Corporate Merger and Acquisition Primer
Many communities are faced with the side effects of mergers and acquisitions each year. This primer from the Economist might be informative to you if you are one of those communities.
There are three types of mergers: 1) horizontal integration, when two similar firms tie the knot; 2) vertical integration, in which two firms at different points in the supply chain get together; and 3) diversification, when two companies with nothing in common jump into bed. These can be a voluntary merger of equals, a voluntary takeover of one firm by another; or a hostile takeover—in which the management of one firm a tries to buy a majority of shares in another.
Mergers in America are regulated by the Federal Trade Commission, and in Europe by individual countries (Europe’s competition commissioner scrutinises cross-border mergers). In both places, mergers that are deemed to be against the public interest can be vetoed.

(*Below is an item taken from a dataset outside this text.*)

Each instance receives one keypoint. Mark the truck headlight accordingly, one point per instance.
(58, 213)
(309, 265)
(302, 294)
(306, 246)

Merger activity generally comes in waves, and is most common when shares are overvalued. The late 1990s saw fevered activity in America, Europe and Asia. Then the pace slowed in most industries, particularly after September 11th 2001. But cross-border deals continue to surge in Japan and some western companies are now eyeing up China, a potentially huge market. Four big merger announcements in June 2003 suggest that the pace is picking up once again as companies that weathered the global recession seek bargains among their battered brethren.
In theory, different sorts of mergers bring different benefits. But the damning lesson of the merger waves of the past 50 years is that, with one big exception—the spate of leveraged buy-outs in the United States during the 1980s—many mergers have failed miserably.